Beispiel Herstellung:

Im Gegensatz zu Frischfaserpapier benötigt recyceltes Altpapier kein neues Holz, hat einen geringeren Wasser- und Energiebedarf bei der Herstellung und verzichtet auf den Einsatz chemischer Stoffe wie Chlor. Es ist also nachhaltiger und genauso gut im Einsatz wie das „neue“ Papier. Es kann in verschiedenen Helligkeitsgraden bestellt werden und wenn es doppelseitig bedruckt wird, reduziert sich der Verbrauch automatisch.

▷ Wir wollen zukünftig recyceltes Druckerpapier, Toilettenpapier, recycelte Umschläge und Abtrockentücher u. ä. einkaufen und sparsamer verwenden.

Beispiel Verpackung:

Das Denken in Kreisläufen, wie die Natur es uns vormacht, sollte unser Ziel sein. Was wir herstellen, muss irgendwann auch wieder vergehen können oder eine neue Verwendung bekommen. Einweg-Getränkeverpackungen sind mit klimabewusstem Handeln eigentlich nicht zu vereinbaren. Ist das Getränk alle, wandert die Verpackung meist direkt in den Müll – und mit ihr wertvolle Rohstoffe. Recycelt wird leider nur ein Teil davon, im Falle von Getränkekartons sogar nur knapp über 30 Prozent.
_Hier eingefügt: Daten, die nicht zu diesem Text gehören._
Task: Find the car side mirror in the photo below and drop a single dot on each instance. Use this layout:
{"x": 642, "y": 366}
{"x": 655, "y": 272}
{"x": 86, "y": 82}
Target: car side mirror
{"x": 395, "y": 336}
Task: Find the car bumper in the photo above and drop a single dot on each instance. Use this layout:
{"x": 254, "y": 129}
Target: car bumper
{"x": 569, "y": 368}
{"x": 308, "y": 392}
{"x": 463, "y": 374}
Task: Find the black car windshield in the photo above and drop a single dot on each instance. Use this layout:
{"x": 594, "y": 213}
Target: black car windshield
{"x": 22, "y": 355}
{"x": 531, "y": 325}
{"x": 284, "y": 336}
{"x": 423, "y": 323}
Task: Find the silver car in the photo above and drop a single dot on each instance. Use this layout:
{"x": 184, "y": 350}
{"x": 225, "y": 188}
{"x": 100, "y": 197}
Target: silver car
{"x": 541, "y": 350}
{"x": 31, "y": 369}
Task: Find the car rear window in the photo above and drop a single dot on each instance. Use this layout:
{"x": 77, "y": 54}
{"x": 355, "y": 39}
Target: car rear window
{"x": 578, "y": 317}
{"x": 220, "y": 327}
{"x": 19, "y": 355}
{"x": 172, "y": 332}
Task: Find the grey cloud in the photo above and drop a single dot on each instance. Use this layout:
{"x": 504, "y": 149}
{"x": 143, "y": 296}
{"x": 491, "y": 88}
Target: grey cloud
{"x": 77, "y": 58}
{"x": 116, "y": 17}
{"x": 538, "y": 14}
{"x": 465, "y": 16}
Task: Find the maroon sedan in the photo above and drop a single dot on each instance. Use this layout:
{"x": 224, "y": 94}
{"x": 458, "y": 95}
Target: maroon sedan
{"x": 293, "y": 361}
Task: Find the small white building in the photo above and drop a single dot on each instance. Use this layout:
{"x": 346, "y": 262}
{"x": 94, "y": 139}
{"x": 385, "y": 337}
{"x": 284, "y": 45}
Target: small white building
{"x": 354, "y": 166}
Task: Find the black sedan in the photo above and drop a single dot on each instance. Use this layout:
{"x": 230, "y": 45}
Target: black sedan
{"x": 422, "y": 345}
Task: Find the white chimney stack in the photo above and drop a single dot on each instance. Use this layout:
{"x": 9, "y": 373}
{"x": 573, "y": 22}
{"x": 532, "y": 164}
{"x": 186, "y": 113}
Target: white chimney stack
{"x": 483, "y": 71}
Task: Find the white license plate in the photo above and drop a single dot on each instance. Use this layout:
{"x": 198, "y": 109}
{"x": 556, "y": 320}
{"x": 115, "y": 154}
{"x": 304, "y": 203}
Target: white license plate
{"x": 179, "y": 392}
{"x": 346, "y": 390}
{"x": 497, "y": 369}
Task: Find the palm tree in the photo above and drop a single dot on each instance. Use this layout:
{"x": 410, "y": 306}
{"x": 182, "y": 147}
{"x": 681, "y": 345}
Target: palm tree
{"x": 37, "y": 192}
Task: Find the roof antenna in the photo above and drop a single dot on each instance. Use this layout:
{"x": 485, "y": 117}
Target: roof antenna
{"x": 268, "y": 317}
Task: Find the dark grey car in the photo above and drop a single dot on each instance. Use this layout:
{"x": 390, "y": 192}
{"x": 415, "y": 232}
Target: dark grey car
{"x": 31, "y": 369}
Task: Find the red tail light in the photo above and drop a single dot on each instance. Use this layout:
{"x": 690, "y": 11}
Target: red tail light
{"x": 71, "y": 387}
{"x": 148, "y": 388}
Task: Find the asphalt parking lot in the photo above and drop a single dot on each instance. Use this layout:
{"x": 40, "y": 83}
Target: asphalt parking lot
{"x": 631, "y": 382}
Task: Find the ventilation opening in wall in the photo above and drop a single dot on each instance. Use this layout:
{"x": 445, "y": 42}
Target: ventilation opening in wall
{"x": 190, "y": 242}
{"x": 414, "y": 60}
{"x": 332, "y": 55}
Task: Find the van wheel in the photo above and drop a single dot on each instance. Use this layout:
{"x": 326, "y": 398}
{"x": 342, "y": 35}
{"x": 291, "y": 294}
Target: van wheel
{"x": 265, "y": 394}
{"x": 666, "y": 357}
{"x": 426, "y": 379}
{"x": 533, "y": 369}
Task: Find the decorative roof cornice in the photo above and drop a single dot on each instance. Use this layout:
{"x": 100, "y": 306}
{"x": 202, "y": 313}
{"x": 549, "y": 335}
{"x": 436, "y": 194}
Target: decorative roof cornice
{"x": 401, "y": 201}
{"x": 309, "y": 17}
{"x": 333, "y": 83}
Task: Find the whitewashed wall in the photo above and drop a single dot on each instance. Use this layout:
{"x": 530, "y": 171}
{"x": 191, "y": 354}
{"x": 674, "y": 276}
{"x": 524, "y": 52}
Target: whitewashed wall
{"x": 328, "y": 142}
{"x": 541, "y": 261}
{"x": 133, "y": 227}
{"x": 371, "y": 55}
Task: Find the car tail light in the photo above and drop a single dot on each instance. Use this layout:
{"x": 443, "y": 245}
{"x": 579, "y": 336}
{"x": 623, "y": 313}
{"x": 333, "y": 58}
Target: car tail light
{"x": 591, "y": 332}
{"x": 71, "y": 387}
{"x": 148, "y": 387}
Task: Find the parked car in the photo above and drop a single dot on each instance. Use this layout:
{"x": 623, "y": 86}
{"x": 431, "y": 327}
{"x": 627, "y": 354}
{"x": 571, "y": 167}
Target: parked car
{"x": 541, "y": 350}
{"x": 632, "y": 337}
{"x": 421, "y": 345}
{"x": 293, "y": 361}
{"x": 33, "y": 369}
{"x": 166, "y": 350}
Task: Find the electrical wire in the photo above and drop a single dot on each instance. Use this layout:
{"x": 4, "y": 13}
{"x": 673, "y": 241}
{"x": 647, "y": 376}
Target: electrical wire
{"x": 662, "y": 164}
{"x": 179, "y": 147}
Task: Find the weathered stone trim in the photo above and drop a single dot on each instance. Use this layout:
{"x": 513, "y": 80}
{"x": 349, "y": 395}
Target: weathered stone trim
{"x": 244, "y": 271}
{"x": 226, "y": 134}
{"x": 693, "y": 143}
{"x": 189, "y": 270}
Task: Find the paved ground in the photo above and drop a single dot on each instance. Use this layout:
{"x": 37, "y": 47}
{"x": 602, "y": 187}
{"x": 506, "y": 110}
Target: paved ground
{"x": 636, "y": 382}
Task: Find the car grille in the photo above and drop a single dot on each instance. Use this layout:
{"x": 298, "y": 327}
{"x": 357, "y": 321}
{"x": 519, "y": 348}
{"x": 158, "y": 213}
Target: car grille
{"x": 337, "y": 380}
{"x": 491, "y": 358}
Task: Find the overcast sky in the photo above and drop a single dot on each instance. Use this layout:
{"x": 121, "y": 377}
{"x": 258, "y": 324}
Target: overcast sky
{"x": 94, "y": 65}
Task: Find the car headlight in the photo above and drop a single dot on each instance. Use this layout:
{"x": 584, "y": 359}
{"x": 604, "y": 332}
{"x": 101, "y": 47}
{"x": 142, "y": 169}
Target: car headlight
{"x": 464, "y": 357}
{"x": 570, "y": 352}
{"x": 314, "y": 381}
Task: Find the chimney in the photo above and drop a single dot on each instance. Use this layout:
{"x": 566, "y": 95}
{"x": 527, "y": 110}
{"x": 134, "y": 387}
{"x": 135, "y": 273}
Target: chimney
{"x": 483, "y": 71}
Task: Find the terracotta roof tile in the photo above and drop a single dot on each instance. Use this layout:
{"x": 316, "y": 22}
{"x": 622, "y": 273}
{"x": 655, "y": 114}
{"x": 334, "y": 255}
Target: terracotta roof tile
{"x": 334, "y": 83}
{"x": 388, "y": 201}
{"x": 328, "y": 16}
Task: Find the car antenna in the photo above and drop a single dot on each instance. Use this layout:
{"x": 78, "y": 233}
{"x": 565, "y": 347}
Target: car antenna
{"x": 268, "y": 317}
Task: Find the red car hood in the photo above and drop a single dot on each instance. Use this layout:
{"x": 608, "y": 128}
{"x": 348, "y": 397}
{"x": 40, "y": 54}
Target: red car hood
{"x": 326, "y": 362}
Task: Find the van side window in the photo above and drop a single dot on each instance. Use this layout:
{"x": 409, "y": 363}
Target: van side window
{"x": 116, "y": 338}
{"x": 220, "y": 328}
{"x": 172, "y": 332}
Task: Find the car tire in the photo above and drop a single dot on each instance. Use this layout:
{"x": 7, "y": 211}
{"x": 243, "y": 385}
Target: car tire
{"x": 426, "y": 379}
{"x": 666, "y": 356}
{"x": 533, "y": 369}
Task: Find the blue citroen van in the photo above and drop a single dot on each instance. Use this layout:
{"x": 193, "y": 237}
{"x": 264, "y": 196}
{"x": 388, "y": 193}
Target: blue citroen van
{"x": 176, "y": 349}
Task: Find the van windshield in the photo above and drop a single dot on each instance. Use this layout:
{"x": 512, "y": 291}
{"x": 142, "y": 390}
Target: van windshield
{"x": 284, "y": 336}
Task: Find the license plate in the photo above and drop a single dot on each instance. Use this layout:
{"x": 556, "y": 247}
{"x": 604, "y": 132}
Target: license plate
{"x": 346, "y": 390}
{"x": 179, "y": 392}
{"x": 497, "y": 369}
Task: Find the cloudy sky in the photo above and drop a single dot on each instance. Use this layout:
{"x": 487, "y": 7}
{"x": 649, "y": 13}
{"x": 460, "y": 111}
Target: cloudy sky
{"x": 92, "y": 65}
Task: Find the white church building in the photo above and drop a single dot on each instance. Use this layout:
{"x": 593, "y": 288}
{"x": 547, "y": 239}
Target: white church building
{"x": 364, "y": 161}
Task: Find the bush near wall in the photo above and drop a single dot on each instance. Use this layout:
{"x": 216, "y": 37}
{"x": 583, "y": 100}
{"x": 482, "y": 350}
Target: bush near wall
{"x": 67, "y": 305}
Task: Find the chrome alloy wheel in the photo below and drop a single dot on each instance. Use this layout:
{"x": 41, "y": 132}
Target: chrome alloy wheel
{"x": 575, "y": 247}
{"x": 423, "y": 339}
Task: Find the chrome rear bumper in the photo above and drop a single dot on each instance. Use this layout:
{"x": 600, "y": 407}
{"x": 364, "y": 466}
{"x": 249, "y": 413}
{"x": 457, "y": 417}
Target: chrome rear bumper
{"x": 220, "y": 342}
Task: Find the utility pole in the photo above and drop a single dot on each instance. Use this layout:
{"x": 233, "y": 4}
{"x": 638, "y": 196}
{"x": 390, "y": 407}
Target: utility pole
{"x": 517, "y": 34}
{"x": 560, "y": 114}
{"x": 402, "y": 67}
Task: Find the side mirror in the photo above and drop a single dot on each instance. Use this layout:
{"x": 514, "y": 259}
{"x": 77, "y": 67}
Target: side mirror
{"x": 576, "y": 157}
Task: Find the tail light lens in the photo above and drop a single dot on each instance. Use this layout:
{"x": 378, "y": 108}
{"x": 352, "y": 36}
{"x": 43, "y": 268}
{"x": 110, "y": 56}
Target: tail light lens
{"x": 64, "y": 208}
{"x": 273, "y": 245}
Gut, dass es Alternativen gibt! Mehrwegflaschen aus Glas werden bis zu 50 Mal wieder befüllt und sparen bis zu 50 Prozent CO2 im Vergleich zu Einwegverpackungen. Sie werden überwiegend regional über kurze Transportstrecken vertrieben, da viele Hersteller und Abfüller gemeinsam einheitliche Flaschen und Kästen nutzen. Im Vergleich zur ständigen Neuherstellung von Einwegverpackungen spart das eine erhebliche Menge an Ressourcen, Energie und Treibhausgasemissionen ein.

▷ Wir wollen zukünftig unseren Traubensaft für das Abendmahl und auch Wasser und Säfte in Mehrwegflaschen beziehen.

Beispiel Reinigungsmittel:

Die Verwendung von nachhaltigeren Reinigungsmitteln, die beispielsweise mit dem Blauen Engel zertifiziert sind, vermeidet weitgehend umwelt- und gesundheitsbelastende Stoffe, fördert den nachhaltigen Anbau nachwachsender Rohstoffe und reduziert den Verpackungsabfall. Weitere Siegel für umweltfreundlichere Produkte sind das EU Ecolabel und das Ecocert-Siegel. Für die Benutzung gilt auch hier: sparsam dosieren und zusätzlich auf mechanische Reinigung durch Schrubben und Einweichen setzen.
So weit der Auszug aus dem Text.